Ben Gurion in der Wüste und im Kopfstand
Jüdisches Filmfestival Wien. Zur Eröffnung lief ein Film aus lange verschollenen Interviews mit dem Staatsgründer.
Am Anfang war die Vorstellung“: ein schöner Satz, um ein dem Staat Israel gewidmetes Filmfestival zu beginnen! Schriftsteller Doron Rabinovici begann seine Rede so, verflocht Persönliches – „Ich bin ein Kind der Lichtspiele“–, Poetisches und Politisches, erinnerte an die (von der heutigen polnischen Regierung verleugneten) Pogrome in Polen nach 1945, die seine Eltern, der NS-Vernichtungsmaschinerie gerade noch entronnen, bewogen, nach Israel zu gehen, aus der Diaspora in den Judenstaat. Die heute gut nebeneinander existieren. „Es ist eine Paradoxie, die viele Zionisten vor hundert Jahren nicht für möglich gehalten hätten“, sagte Rabinovici: „Seit es Israel gibt, ist es auch andernorts leichter, jüdisch souverän aufzutreten, weil Diaspora kein Fluch mehr ist, sondern eine Wahlmöglichkeit wurde.“
Mit Verve wandte sich Rabinovici gegen die auch unter manchen Linken grassierende Idee, Israel sei „ein Fremdkörper, der im Nahen Osten wuchert, allenfalls ein Brückenkopf des westlichen Imperialismus“, und gegen entsprechende Boykottaufrufe: „Niemand kam je auf die Idee, alle serbischen, kroatischen, russischen oder iranischen Filmemacher zu boykottieren. Es ist kein Zufall, wenn ein Boykott ausgerechnet wieder das Jüdische treffen soll, wobei der antisemitische Kontext und die historische Kontinuität, zumal in Österreich oder Deutschland, nicht zu leugnen sind.“
Umso erfreulicher, dass es in Wien seit 1991 ein jüdisches Filmfestival gibt, heuer in zwei Teilen: Bis 28. März feiert es unter dem Motto „Servus Israel!“die ersten 70 Jahre des neuzeitlichen Staates Israel, ab 11. Oktober den 100. Geburtstag der Republik Österreich („Shalom Austria!“).

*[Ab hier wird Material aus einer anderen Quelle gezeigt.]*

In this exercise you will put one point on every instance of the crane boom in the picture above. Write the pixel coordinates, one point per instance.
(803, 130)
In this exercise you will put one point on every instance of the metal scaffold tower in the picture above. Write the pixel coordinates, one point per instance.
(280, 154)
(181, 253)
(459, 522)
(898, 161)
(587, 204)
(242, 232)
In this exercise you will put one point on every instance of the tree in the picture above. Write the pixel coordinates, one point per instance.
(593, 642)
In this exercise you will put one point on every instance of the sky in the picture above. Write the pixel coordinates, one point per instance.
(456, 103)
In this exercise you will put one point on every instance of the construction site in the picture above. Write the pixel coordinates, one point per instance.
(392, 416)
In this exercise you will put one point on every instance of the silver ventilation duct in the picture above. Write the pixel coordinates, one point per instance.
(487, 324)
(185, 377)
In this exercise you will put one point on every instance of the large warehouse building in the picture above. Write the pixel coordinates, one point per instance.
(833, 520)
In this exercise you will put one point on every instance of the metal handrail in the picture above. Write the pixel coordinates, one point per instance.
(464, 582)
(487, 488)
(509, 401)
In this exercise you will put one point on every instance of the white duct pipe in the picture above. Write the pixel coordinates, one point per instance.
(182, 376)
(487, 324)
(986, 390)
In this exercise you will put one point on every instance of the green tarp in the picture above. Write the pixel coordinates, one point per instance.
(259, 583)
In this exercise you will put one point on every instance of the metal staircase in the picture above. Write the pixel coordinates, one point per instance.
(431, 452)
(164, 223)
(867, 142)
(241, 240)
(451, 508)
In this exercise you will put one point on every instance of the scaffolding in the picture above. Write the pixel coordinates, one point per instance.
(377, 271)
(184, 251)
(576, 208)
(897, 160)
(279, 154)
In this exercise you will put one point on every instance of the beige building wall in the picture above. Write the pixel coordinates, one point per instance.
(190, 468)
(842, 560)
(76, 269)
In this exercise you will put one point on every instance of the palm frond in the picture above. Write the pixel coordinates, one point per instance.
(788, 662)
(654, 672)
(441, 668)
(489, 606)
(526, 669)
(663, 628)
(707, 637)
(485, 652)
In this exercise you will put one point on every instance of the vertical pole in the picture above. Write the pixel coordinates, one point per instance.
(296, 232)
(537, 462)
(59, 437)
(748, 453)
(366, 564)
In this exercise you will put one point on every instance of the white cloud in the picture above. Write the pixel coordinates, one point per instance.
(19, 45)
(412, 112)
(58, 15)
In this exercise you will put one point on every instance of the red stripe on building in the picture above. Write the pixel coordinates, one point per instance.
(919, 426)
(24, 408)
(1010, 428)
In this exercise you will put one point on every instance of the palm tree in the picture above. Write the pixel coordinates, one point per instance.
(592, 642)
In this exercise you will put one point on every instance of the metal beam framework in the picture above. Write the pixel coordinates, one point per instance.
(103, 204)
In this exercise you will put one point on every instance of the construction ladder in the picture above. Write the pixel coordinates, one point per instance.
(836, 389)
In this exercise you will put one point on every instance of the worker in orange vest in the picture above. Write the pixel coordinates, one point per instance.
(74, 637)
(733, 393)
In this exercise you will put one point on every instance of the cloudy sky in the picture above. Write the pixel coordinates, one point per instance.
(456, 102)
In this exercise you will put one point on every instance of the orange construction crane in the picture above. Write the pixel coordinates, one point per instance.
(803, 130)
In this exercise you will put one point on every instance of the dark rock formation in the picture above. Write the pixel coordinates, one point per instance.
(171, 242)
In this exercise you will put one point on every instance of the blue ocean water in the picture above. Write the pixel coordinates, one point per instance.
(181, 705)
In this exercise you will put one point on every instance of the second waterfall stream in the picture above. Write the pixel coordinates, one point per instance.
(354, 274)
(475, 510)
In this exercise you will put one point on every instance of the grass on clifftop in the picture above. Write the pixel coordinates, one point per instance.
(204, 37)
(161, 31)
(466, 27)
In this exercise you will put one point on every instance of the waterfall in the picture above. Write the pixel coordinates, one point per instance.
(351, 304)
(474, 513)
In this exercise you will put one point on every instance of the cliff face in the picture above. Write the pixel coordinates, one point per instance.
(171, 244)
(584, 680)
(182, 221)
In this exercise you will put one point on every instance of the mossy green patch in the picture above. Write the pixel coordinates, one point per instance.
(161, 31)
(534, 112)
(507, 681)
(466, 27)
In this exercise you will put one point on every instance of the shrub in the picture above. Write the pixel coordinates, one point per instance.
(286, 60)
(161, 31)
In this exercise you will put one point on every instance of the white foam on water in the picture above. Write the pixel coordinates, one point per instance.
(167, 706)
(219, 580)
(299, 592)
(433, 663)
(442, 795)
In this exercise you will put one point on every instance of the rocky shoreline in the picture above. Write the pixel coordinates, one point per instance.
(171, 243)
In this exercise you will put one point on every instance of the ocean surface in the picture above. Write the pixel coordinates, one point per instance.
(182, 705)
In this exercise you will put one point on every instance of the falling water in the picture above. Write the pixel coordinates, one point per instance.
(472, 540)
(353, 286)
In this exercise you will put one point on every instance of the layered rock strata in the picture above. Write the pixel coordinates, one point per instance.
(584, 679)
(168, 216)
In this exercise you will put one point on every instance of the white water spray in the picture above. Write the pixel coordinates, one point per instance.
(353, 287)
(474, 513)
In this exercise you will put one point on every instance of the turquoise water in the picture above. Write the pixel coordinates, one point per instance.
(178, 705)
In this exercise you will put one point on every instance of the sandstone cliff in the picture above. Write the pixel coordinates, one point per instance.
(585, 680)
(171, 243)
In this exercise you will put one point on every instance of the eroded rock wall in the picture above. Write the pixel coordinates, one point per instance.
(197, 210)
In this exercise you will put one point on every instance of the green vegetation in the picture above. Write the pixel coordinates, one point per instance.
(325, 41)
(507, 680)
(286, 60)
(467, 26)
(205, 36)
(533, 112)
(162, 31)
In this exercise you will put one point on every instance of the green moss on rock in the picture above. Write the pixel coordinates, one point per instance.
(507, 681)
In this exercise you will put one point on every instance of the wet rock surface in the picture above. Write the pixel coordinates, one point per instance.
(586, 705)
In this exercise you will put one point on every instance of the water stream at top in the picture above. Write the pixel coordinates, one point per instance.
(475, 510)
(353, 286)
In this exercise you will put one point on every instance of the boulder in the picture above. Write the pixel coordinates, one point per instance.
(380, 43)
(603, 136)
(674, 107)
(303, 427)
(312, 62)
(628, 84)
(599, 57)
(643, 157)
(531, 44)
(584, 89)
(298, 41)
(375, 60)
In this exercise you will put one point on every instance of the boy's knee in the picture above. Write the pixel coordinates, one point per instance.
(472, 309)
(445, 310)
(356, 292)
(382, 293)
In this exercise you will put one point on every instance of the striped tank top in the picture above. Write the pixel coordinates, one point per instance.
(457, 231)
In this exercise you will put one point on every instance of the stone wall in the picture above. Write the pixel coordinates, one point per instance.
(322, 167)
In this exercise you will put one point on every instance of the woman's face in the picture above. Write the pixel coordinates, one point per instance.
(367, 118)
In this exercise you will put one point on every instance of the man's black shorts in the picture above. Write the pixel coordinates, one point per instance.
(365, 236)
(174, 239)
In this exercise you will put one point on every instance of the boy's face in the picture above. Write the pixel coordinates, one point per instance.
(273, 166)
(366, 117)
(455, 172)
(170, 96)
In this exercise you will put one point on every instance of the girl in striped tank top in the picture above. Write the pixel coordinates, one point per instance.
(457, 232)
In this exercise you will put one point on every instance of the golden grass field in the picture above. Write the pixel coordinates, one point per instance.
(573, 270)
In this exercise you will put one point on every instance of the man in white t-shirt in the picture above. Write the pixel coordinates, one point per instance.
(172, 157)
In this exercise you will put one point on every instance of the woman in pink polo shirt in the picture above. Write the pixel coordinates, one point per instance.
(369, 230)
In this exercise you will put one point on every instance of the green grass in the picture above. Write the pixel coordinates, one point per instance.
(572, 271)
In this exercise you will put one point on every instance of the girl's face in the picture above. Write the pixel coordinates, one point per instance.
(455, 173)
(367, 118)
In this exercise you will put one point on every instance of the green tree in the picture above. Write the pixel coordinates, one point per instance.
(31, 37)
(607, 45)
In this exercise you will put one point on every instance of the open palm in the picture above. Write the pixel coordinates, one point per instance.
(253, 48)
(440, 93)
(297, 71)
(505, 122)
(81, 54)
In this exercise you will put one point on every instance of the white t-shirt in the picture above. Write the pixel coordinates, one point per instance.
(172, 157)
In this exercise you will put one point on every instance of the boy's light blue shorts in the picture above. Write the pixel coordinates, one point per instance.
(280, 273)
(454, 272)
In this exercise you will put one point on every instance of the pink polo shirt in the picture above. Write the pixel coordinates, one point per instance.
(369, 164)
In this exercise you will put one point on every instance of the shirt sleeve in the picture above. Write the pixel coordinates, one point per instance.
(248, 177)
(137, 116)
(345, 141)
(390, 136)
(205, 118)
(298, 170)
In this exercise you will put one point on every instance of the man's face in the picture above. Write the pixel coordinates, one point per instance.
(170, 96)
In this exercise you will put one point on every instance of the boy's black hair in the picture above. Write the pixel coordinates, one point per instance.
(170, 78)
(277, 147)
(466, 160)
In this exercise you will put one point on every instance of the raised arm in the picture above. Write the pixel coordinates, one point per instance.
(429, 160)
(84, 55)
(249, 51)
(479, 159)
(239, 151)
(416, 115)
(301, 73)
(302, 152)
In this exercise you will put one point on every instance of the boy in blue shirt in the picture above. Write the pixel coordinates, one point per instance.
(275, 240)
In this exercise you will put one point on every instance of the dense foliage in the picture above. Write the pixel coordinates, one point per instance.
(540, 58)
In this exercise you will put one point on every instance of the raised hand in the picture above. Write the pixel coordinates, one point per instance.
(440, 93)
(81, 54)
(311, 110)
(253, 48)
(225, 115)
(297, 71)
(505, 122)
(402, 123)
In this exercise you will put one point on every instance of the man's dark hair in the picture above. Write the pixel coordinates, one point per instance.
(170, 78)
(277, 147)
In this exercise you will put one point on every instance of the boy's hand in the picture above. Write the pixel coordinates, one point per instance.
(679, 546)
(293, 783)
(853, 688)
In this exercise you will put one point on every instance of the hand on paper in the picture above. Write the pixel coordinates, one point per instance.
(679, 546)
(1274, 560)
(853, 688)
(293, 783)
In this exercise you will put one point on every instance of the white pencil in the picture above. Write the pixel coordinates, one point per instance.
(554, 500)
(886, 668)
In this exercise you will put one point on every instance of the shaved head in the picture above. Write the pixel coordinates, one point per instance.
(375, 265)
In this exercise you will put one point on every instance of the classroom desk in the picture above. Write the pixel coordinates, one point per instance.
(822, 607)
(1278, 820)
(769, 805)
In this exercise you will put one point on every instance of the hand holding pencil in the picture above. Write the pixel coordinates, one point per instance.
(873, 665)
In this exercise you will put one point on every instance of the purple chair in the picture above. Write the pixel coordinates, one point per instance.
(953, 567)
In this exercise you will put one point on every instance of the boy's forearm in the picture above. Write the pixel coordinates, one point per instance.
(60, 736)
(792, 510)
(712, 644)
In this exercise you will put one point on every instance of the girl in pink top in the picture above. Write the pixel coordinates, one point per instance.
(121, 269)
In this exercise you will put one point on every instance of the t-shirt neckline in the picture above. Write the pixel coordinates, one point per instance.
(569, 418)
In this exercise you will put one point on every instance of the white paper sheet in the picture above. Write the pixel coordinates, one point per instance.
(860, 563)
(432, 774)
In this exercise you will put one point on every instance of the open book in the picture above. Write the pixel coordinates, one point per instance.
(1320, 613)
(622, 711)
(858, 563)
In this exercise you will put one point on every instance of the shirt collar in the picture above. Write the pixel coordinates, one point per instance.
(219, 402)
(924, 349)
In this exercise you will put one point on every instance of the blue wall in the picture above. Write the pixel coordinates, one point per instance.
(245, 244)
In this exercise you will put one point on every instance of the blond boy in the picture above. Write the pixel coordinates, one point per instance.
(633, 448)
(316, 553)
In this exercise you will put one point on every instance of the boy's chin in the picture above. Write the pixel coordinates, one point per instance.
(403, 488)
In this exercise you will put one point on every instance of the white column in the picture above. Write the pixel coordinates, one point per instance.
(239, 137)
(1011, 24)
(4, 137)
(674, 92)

Feierlich eröffnet wurde im Kino der Urania, Botschafterin Talya Lador-Fresher begrüßte, Historiker Benny Morris hielt ein recht pessimistisches Referat über den (2000 gescheiterten) Friedensprozess, auf den Pralinen der Damenspende prangten die Arche Noah und David Ben Gurion, der Gründervater Israels. Ihm galt auch der erste Film, das Produkt einer Wiederentdeckung: eines sechsstündigen Interviews, das er 1968, im Alter von 82 Jahren, im Kibbuz Sede Boker in der Wüste Negev gegeben hatte.
Dort lebte er nach seinem Rückzug aus der Politik, körperlich arbeitend und an einer Geschichte Israels schreibend. Die Interviews zeigen einen Staatsmann, der seine humanistische Überzeugung mit Moses und den Propheten untermauert, Fernsehen, Telefon und große Städte ablehnt, verschmitzt erklärt, warum ihm Nachdenken lieber ist als buddhistische Meditation. Man sieht ihn mit Einstein, Ray Charles und – auf Anraten von Moshe´ Feldenkrais – im Kopfstand. Man hört viel Kluges und manchmal ganz Einfaches: „We wanted to create a new life.“
In Israel haben den Film schon über 50.000 gesehen, linke wie rechte Politiker (auch Netanjahu) haben ihn empfohlen. Es wäre eine schöne Pointe, wenn die Erinnerung an den Pionier heute zur Versöhnung der Lager in Israel beitragen könnte.